CUDA texture cache

How big is the G80’s texture cache? 6Mb? 4Mb? 2Mb?
I ask this because I need to traverse a big tree stored in a texture and the algorithm has no coherency ( so the kernel gonna travel very random parts of the texture… and the shared memory cannot help much )


The programming guide (A.1.1) says 6-8 kB per multiprocessor. I assume the exact value depends on the GPU. That’s not going to help you much if you can’t get any data locality.

Well, if a cache miss is only 1/2 cycles then will be ok… compared with the 600 of a global memory read…

having no data locality at all means fetching the data from global memory.

Relatedly: Is the texture cache shared between all multiprocessors?

In other words: Do I benefit if I have fetch locality that’s not within the same thread block?


PS: I know that not all of the potentially-local thread blocks will be scheduled at the same time, but I’d expect that that would be true at least of a certain fraction.

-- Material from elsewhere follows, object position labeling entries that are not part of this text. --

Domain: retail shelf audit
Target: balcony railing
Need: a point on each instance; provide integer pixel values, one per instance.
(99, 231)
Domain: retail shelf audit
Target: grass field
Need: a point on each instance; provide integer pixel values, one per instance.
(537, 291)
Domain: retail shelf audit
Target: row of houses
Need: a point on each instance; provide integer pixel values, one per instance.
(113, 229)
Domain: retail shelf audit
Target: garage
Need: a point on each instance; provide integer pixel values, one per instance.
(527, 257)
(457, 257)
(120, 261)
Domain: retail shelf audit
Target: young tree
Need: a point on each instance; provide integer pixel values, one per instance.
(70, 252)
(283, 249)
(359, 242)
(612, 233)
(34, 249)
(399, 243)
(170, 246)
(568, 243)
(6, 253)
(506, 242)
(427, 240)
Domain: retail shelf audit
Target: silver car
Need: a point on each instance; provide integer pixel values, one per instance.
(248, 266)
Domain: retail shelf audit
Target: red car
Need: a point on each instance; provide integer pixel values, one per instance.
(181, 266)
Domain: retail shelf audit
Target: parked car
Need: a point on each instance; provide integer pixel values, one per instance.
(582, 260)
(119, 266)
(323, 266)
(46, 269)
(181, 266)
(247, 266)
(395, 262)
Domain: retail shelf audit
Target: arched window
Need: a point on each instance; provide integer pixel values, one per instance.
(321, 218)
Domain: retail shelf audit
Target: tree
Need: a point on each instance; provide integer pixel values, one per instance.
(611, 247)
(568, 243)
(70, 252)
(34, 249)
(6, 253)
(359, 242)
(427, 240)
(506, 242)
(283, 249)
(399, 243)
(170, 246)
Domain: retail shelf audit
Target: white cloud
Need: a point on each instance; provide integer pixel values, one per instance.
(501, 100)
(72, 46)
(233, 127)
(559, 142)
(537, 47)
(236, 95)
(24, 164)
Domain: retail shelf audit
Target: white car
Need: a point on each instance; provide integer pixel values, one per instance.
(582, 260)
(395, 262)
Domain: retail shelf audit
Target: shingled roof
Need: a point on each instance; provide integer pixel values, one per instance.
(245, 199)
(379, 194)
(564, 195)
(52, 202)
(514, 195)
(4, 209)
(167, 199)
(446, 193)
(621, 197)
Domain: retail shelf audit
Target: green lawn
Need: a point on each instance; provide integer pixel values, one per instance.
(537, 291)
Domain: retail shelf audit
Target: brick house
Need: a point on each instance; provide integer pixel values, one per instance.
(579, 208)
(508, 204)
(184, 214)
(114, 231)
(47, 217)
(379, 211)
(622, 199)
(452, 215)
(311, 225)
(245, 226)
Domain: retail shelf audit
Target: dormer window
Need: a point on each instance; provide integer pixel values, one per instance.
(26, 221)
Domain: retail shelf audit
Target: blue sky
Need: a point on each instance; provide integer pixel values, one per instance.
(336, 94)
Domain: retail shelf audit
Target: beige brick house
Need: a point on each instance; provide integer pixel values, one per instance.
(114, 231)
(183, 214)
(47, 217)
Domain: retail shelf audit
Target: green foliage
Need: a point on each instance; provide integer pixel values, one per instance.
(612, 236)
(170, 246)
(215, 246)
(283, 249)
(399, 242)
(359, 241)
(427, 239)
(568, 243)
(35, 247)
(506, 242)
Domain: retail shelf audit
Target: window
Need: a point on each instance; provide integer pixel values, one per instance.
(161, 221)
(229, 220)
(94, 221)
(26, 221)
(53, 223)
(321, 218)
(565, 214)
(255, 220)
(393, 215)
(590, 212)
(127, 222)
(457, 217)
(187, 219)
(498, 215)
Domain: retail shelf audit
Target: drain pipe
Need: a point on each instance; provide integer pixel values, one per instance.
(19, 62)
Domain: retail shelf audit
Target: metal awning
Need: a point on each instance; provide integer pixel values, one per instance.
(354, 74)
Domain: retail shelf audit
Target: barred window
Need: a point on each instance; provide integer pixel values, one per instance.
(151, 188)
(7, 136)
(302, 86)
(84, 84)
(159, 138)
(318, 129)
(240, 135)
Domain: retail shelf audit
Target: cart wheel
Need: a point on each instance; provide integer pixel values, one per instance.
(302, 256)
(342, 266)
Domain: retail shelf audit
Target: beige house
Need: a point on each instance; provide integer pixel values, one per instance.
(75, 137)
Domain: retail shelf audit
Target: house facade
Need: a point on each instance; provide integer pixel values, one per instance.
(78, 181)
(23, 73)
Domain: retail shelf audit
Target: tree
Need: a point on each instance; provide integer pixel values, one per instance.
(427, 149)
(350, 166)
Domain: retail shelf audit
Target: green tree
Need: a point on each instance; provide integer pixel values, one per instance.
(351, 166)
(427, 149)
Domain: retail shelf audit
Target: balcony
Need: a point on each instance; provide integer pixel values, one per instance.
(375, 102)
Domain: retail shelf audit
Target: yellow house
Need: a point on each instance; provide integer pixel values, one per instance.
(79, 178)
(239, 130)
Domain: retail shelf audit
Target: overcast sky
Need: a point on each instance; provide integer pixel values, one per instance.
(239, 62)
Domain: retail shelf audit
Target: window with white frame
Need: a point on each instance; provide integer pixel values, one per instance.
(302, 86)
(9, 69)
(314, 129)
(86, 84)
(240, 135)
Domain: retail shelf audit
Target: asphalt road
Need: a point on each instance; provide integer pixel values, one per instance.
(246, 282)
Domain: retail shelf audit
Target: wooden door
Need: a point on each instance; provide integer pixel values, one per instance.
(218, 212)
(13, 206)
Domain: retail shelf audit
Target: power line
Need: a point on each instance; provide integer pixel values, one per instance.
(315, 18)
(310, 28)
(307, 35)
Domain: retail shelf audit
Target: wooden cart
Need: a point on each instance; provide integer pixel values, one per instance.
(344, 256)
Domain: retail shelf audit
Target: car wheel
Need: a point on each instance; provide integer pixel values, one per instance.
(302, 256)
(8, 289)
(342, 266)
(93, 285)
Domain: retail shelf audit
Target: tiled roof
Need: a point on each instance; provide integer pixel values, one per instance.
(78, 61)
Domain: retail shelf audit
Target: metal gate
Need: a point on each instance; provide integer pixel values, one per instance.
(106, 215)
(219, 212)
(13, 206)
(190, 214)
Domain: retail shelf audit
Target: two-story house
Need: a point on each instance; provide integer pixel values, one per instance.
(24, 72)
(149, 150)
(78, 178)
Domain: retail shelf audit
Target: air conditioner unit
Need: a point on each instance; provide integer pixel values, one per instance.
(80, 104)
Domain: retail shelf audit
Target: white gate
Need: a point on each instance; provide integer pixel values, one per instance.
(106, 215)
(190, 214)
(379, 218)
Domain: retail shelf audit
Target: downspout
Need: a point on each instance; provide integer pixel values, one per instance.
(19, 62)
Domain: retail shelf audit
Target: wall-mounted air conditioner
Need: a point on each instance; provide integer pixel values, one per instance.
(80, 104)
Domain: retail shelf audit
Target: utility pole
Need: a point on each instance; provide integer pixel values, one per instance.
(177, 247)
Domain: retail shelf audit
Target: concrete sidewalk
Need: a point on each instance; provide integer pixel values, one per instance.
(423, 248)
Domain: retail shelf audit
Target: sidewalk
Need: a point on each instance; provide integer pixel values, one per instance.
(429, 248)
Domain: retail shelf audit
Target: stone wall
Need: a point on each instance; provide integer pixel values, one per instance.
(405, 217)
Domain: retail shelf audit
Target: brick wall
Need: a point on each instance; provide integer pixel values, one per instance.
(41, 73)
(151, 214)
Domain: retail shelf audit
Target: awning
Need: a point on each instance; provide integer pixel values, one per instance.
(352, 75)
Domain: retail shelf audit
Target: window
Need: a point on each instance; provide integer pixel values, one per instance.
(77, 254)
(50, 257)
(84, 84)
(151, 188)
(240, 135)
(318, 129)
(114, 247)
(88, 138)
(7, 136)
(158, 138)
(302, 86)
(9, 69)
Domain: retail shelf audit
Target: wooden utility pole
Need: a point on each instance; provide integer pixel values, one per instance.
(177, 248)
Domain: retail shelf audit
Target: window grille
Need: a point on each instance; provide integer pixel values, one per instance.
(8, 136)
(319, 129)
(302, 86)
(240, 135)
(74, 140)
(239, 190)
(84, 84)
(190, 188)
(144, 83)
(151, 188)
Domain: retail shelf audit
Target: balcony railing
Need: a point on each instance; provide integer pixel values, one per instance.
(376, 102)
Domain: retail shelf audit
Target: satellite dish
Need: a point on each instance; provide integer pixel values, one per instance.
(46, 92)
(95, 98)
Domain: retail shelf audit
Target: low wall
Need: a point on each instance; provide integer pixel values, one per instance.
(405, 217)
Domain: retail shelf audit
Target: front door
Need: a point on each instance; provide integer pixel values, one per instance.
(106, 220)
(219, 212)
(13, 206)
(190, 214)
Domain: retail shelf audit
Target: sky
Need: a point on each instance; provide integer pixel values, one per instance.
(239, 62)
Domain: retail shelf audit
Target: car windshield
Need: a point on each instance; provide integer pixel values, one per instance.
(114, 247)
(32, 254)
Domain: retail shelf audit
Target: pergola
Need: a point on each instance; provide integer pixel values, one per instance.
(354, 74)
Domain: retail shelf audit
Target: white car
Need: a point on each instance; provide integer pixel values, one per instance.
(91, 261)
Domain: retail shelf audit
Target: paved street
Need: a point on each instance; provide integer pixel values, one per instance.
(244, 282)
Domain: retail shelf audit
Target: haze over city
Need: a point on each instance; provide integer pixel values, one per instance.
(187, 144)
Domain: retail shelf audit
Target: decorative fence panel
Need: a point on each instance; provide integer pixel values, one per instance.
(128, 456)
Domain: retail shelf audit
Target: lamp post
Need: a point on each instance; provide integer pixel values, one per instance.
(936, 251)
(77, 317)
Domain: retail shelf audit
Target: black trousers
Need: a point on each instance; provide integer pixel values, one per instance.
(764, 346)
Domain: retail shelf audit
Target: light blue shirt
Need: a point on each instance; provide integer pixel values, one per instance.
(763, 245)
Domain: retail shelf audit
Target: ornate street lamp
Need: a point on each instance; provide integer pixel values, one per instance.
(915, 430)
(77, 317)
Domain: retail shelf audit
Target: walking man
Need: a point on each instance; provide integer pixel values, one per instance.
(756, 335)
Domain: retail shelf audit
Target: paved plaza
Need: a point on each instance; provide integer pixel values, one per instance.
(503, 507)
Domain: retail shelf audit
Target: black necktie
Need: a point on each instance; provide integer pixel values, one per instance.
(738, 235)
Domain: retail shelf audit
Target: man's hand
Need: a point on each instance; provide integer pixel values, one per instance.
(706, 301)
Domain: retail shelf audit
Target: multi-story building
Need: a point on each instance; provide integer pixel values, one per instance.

From the CUDA2 docs, section "3.1 A Set of SIMD Multiprocessors with On-Chip

Shared Memory"

A read-only texture cache that is shared by all the processors and speeds up reads

from the texture memory space, which is implemented as a read-only region of

device memory.

And from A.1.1:

The cache working set for texture memory varies between 6 and 8 KB per


So it’s not very clear if it’s shared or not… haha!

Thanks for the quick reply!

You’re right, even with that it’s still not clear. In 3.1, the phrase “that is shared by all processors” is used in reference to shared memory as well.


There are some other papers out there that provide more detail:

You have a Texture Processor Cluster. There the texture unit is, with the cache (16 kB). Such a cluster contains 2 MultiProcessors. Therefore each multiprocessor has 8kB of texture cache ‘available’. And each Multiprocessor (that contains 8 Shader Proccesing Units) has 16 kB of shared memory that is accessible from those 8 SPU’s)